I don’t really understand why people would downvote that.
I realized recently that my Raspberry Pi 4 has just 4GB of RAM, but while syncing huge files to Storj I’ve noticed it doesn’t fill up whatsoever (even with slow spinning hard drives).
I’m starting to think for most things I do CPU is more important than having tons of memory.
I also have a Raspberry Pi with 4G and it handles its load perfectly fine.
BUT lack of memory is a well known bottleneck so when I got a Raspberry Pi 5 with double the processing I also doubled the memory to keep it fed. While I haven’t really found a good niche for the new beast yet, if I’m spending money on a faster processor, faster board, why would I limit it by cheaping out on memory.

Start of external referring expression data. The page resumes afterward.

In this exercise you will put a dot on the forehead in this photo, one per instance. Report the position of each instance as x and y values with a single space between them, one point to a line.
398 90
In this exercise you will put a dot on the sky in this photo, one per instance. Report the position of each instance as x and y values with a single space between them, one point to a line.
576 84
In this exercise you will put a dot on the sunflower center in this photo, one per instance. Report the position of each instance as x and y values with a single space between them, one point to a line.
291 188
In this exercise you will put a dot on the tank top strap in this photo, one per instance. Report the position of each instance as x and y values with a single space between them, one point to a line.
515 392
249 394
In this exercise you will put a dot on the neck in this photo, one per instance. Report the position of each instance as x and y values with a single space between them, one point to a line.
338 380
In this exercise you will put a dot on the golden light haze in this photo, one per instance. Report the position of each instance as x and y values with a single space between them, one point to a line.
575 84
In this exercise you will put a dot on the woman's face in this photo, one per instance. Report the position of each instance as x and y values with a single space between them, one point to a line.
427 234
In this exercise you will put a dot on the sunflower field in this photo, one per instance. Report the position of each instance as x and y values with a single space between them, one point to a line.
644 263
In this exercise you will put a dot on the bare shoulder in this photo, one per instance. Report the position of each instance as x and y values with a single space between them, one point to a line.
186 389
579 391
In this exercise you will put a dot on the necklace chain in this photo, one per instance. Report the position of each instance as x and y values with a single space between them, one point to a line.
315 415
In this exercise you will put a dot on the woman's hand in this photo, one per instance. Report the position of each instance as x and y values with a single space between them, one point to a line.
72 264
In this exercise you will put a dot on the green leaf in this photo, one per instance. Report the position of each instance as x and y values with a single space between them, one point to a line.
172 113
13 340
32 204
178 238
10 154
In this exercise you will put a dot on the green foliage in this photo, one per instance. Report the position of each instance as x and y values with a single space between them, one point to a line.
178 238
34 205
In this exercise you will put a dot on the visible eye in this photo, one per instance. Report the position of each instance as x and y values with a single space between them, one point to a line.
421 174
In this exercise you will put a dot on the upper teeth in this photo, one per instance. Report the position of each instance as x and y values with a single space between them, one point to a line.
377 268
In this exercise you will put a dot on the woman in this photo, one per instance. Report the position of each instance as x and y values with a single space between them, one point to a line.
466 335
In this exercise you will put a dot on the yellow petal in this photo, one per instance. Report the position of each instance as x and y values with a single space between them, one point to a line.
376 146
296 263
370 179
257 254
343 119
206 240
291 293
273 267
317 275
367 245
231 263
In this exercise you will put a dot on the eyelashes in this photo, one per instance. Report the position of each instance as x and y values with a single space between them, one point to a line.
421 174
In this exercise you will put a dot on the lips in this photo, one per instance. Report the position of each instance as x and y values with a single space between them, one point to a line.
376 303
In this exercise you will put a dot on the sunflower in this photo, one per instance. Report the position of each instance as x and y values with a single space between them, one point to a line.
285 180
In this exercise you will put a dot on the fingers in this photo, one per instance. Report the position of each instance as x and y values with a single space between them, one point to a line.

While we know that Apples memory is much faster than anyone else’s, we also know the entire system is outstanding. If I spend so much on a system with such high throughput, why would I want to cripple it by cheaping out on memory to save a relatively small cost? It’s not that I really have a need but that I’m paying for a beast so it better be able to go beast mode
If you’re transferring files over a socket (like through SMB or SFTP), the receiving end usually has a small buffer, like 64KB. It’ll just pause the stream if it’s receiving data faster than it can push it to disk and the buffer gets full. So usually a file transfer won’t use much memory.
There is some poorly written software that doesn’t do that, though. I ran into a WebDAV server that didn’t do that when I was writing my own server. That’s where you could run into out of memory errors.
That lines up with what I know about networking, but on the software side I figured it would chew through memory quick (especially because it’s encrypting it on the fly).